French authorities have sealed off the small French border town of Evian-les-Bains in preparation for this year's G8 summit of the seven most industrialized countries and Russia, which kicks off Sunday and runs through June 3.
Surrounded by mountains and accessible mostly by winding roads, the French chose the resort town because its rugged terrain makes it easier to seal and control movements. Officials were anxious to prevent anti-G8 protesters -- 100,000 to 250,000 of whom are expected to turn up -- from disrupting the policy meeting.
A violent trend
In recent years international political and economic conferences have increasingly been accompanied by protests from the anti-globalization movement. Seattle, Prague and Gothenburg have all become synonymous with the violent clashes between police and demonstrators that have plagued meetings of the World Trade Organization, the World Bank, the European Union and the Group of 8.
In July 2001, police brutality -- punctuated by the killing of 23-year-old protestor Carlo Giuliani -- overshadowed a meeting of the G8 there.
This time, French officials and their neighbors in Switzerland are determined to save Evian -- a town whose name is famous for the water it bottles -- from the same fate. The two countries have been working together to beef up security. Surface-to-air missiles and radar warning systems have been installed to protect the world leaders gathering, and all flights have been banned over the city's airspace.
With much of Evian sealed off from outsiders, most of the protests are expected to take place in the nearby French town Annemasse and Geneva and Lausanne in Switzerland. France has sent nearly 15,000 police, soldiers and emergency workers to the area. Switzerland has drafted thousands of police and enlisted the help of 1,000 German troops to ensure safety at Geneva's international airport, where the G8 leaders are expected to arrive.
Thousands of protesters travelled in chartered trains to Annemasse and Geneva on Thursday for a three-day alternative gathering, dubbed the "Summit for a Different World," with seminars on hot-button topics like ending poverty and improving the environment.
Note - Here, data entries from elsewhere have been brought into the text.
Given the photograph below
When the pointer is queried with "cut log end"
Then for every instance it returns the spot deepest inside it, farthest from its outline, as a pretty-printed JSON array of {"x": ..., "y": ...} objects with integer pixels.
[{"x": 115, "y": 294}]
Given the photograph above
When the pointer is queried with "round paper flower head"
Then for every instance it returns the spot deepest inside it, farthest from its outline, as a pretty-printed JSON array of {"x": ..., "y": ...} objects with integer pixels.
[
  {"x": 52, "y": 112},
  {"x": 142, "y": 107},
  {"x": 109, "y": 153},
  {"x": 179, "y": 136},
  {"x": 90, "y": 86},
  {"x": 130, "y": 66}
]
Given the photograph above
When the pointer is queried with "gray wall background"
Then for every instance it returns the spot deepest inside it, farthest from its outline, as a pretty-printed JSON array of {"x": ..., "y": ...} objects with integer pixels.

The G8's opponents represent a wide range of groups, from anarchists to gay rights advocates, humanitarians to farmers and Christians to proponents calling for Third World debt relief. Four "anti-capitalist" villages set up in the area will offer visitors alternatives to the G8's vision.
A demonstrator throws a Molotov cocktail.
"The G8 is illegitimate and its policies are harmful to the people of the planet. We have to get rid of it," Jacques Nikonoff, president of the anti-globalization group Attac, told the French newspaper 20 Minutes.
Protest marches have already begun and are meant to lead up to a final large demonstration with up to 200,000 people on Sunday, when the G8 leaders are scheduled to arrive in Evian. Protesters will be fueled by the presence of U.S. President George W. Bush on a continent were millions demonstrated against the recent U.S.-led war in Iraq.
Organizers say the protesters will block summit participants from reaching their conference rooms in Evian. But with most G8 leaders being airlifted to the site by helicopter, their best chance may be to hinder the delegates and summit officials who need to drive from Geneva or take a ferry across the lake to attend the meeting.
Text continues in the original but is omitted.